Duo ou duel ?

Louis Danvers
Louis Danvers Journaliste cinéma

L’une brille, l’autre pas. Mais les héroïnes du Rôle de sa vie sont jouées de manière également épatante par Agnès Jaoui et Karin Viard

Une star de cinéma, une correctrice travaillant dans un magazine féminin. Rien ne destinait Elisabeth Becker et Claire Rocher à voir leurs destins se croiser, et encore moins s’unir. Un concours de circonstances va les rapprocher de manière d’abord anecdotique (on demande à la seconde de raccompagner la première en voiture), puis plus concrète (l’actrice offre à la pigiste de l’interviewer à la place de la journaliste initialement prévue). Claire l’effacée, la soumise, plaît assez à Elisabeth pour que cette dernière lui propose de devenir son assistante. Un travail attirant, caressé par la lumière qui accompagne la vedette. Un travail ingrat, aussi, car hésitant de manière ambiguë entre le statut de copine et celui de domestique. Un emploi qui fera grandir et s’épanouir une Claire finissant par croire en elle, tandis qu’Elisabeth apprendra, de manière parfois douloureuse, qu’il y a un revers humain à la médaille que garnit son populaire profil…

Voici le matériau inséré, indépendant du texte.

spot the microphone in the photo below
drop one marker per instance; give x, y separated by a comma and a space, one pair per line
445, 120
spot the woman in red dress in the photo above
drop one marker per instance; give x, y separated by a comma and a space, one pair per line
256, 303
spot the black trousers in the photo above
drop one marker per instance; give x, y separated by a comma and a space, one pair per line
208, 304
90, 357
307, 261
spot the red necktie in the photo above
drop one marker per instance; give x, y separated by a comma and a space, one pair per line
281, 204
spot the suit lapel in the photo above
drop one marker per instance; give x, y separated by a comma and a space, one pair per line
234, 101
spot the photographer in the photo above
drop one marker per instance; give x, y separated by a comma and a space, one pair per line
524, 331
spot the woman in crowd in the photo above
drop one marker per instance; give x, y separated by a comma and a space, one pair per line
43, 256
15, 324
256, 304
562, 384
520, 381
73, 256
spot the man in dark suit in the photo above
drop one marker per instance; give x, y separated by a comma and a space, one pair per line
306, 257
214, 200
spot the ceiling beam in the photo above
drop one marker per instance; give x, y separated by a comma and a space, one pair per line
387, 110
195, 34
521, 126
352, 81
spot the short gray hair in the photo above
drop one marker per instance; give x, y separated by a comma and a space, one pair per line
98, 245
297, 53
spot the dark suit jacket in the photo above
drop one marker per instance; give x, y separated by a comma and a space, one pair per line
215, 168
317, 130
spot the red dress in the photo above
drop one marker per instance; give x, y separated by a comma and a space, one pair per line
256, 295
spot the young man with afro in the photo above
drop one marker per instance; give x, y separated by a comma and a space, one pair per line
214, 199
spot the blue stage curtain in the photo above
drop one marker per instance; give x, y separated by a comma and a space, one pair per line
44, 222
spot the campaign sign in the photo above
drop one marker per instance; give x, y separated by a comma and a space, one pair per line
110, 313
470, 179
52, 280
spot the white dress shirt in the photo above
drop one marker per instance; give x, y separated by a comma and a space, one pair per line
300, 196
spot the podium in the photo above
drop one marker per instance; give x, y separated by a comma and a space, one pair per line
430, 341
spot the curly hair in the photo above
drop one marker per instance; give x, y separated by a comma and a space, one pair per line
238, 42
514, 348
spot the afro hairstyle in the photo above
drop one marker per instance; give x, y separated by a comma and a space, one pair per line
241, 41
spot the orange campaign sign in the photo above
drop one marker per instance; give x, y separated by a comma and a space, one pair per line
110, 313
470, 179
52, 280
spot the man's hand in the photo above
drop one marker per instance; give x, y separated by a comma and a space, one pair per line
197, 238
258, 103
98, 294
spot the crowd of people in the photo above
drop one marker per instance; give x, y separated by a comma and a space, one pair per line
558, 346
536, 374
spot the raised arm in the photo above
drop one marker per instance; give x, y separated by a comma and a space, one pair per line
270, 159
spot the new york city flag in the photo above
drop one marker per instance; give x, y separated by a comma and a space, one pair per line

Ex-assistant d’Olivier Assayas, François Favrat connaît de première main l’univers des comédiens célèbres, le pouvoir qu’il donne mais aussi son lot de solitude. Cinéphile, le jeune réalisateur du Rôle de sa vie s’est aussi souvenu de deux films hollywoodiens qui l’avaient marqué : Eve, de Mankiewicz, où une jeune doublure vole la vedette à la star dans l’ombre de laquelle elle était censée rester, et La Garçonnière, de Billy Wilder, où un employé s’humilie en prêtant son appartement à son patron pour ses aventures amoureuses clandestines. Les rapports de domination sociale, les renversements qu’ils connaissent parfois, le premier film de Favrat les explore avec autant d’intelligence que de sensibilité. Le Rôle de sa vie joue très habilement de l’humour et de l’émotion, trouvant le juste équilibre entre raison et sentiment, distillant aussi scène après scène des dialogues précis et percutants sans tourner au mot d’auteur facile. Le non-dit a aussi son importance dans un spectacle où le jeu des regards, le travail de la profondeur de champ et des marges de l’écran se révèlent d’une rare subtilité.

Dans les rôles principaux, deux actrices formidables s’affrontent pour notre plus grand plaisir. Agnès Jaoui est parfaite dans le rôle d’Elisabeth Becker, piégée dans son égoïsme et ses manipulations et dès lors forcée de faire face aux problèmes qui la minent, derrière la façade de succès qui la sépare du monde. Karin Viard, sans aucun doute une des meilleures comédiennes de sa génération, fait son miel du personnage de Claire, l’anonyme complexée dont le réveil à la vie fut trop longtemps retardé, mais n’en sera que plus savoureux. Bien entourées par des partenaires de choix (dont Jonathan Zaccaï), ces deux-là se livrent un duo/duel passionnant de bout en bout.